CosyVoice2 LLM Reinforcement Learning Recipe
This recipe demonstrates how to fine-tune the CosyVoice2 large language model with reinforcement learning algorithms—specifically GRPO—using the veRL framework. Our experiments show that applying GRPO reduces the character error rate (CER) on the CosyVoice3 zero_shot_zh set from 4.08 % to 3.36 %.
Table of Contents
- Environment Setup
- Data Preparation
- Reward Function & ASR Server
- Training
- Evaluation
- Export Model
- Results
- Acknowledgement
Environment Setup
We recommend using the pre-built Docker image below. Alternatively, you can manually install the dependencies following the Dockerfile.
docker pull soar97/verl:app-verl0.4-vllm0.8.5-mcore0.12.2-te2.2
Data Preparation
prepare_data.py expects a JSON/JSONL file with at least the following schema:
{
"text": "An example sentence to be synthesized."
}
You can download the JSONL files from the metadata directory of the SparkAudio/voxbox dataset on Hugging Face.
Stage 0 converts raw JSONL files into the parquet format expected by veRL:
bash run.sh 0 0
Create two JSONL files—train.jsonl and test.jsonl.
The script will then generate two Parquet files:
data/parquet_tiny/train.parquet
data/parquet_tiny/test.parquet
Each sample is automatically wrapped into a cosyvoice2-style prompt so that the LLM learns to output CosyVoice2 speech tokens.
Reward Function & ASR Server
To compute rewards we run a lightweight server that:
- Converts generated speech tokens back to a 16 kHz waveform with the CosyVoice2 pretrained U-Net model.
- Transcribes the waveform with SenseVoice ASR.
- Calculates the pinyin-level error rate relative to the ground-truth text and maps it to a score in the range [0-1].

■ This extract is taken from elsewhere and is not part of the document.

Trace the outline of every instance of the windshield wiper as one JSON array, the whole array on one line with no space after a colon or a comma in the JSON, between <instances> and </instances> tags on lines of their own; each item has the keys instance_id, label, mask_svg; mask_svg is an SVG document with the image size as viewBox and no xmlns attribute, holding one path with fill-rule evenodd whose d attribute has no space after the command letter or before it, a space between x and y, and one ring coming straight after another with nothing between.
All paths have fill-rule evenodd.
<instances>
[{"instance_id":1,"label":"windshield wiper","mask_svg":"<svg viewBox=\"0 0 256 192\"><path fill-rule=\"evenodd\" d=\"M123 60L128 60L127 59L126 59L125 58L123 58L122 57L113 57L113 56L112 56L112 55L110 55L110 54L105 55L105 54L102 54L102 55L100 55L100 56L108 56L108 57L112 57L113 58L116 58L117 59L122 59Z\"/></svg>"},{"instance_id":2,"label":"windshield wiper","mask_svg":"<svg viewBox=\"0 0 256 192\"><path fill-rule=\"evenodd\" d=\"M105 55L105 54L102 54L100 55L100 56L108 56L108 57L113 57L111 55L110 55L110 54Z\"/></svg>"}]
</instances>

Start the server (stage 1) in a dedicated terminal or on a separate GPU:
bash run.sh 1 1
# Triton server listens on ports 8000/8001/8002
The custom reward implementation lives in reward_tts.py and calls the server to obtain the reward score.
Training
Run stage 2 to start GRPO training:
bash run.sh 2 2
Key CLI arguments passed to verl.trainer.main_ppo:
algorithm.adv_estimator=grpo– use GRPO instead of PPO.data.train_files=data/parquet_aishell3/train.parquetanddata.val_files=data/parquet_aishell3/test.parquetcustom_reward_function.path=reward_tts.py– custom reward function described above.
Adjust CUDA_VISIBLE_DEVICES, batch sizes, and other hyperparameters to match your hardware.
Evaluation
After training completes, collect the sharded FSDP weights and export a Hugging Face-style checkpoint (stage 3):
bash run.sh 3 3 # merges weights into $llm_path/merged_hf_model
You can then evaluate the model on the CosyVoice3 zero-shot Chinese test set (stage 4):
bash run.sh 4 4
This command launches distributed inference via infer_dataset.py and computes WER with scripts/compute_wer.sh.
Tip
The script also supports the Seed-TTS test set by setting
dataset=test_zh.
Export Model
To use the RL-trained model with the official CosyVoice repository:
bash run.sh 5 5
The script converts the Hugging Face checkpoint back into the format expected by the CosyVoice repository.
Results
| Model | Seed-TTS test_zh CER |
CosyVoice3 zero_shot_zh CER |
Comment |
|---|---|---|---|
| CosyVoice2 LLM (official) | 1.45 % | 4.08 % | See the paper |
| CosyVoice2 LLM + GRPO | 1.37 % | 3.36 % | See the decoding results |
Acknowledgement
This work was inspired by the implementation in ch-tts-llasa-rl-grpo.